The remaining eight presidential candidates (two Democrats and six Republicans) have a slew of hot-button issues that they’re itching to tackle. Social Security, healthcare reform, and national security are all toward the top of the list. However, if the candidates were to listen to the American public, they’d be tackling the marijuana debate head on.
Marijuana’s unstoppable momentum
Since California first legalized medical marijuana in 1996, 22 additional states, along with Washington, D.C., have followed suit. In addition to patients having access to new pathways of treatments for a variety of diseases (including glaucoma and certain terminal cancers in most states) residents in four states — Colorado, Washington, Oregon, and Alaska — have OK’d the use of recreational marijuana.

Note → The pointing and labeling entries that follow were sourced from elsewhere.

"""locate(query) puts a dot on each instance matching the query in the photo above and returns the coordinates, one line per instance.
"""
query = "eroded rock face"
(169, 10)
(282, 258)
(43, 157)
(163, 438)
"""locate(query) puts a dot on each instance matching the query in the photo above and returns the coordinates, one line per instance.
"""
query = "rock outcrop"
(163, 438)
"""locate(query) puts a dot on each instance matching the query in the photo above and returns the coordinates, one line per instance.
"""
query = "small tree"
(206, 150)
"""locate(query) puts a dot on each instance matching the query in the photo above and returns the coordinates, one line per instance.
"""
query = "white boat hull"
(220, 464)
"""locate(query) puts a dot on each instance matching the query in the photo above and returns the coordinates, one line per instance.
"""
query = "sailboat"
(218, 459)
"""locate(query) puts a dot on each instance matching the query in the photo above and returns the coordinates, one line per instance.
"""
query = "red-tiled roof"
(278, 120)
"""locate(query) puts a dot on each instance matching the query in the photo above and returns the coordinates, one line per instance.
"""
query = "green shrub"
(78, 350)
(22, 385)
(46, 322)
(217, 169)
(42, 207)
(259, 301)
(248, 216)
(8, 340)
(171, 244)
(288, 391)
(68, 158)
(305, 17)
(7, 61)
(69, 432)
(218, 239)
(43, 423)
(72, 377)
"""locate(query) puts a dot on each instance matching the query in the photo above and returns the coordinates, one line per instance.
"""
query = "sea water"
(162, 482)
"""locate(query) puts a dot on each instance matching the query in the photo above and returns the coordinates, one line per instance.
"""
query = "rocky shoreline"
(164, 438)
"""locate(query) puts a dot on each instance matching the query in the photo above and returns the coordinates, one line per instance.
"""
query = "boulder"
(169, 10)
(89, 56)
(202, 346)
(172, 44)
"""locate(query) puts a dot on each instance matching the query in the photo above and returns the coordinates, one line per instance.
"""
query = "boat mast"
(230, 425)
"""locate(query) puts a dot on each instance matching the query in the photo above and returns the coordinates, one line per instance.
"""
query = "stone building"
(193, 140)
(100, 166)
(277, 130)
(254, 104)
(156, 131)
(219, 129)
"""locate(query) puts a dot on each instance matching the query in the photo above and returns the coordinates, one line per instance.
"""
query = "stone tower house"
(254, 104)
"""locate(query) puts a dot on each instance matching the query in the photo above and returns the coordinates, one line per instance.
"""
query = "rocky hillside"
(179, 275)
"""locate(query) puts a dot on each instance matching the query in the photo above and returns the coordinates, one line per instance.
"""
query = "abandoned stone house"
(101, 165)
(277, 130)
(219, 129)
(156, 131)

The numbers, both sales and polls, show that Americans are very much excited about the potential expansion of marijuana. Gallup’s latest marijuana poll released in October showed that a whopping 58% of respondents would like to see marijuana legalized. This tied the highest percentage on record for a Gallup poll on marijuana’s favorability, and it’s up substantially from the 25% favorability registered just two decades ago. Favorability toward medical marijuana is even more robust, with 84% of respondents from a CBS News poll in 2015 expressing that they’d like to see the substance approved for medical use.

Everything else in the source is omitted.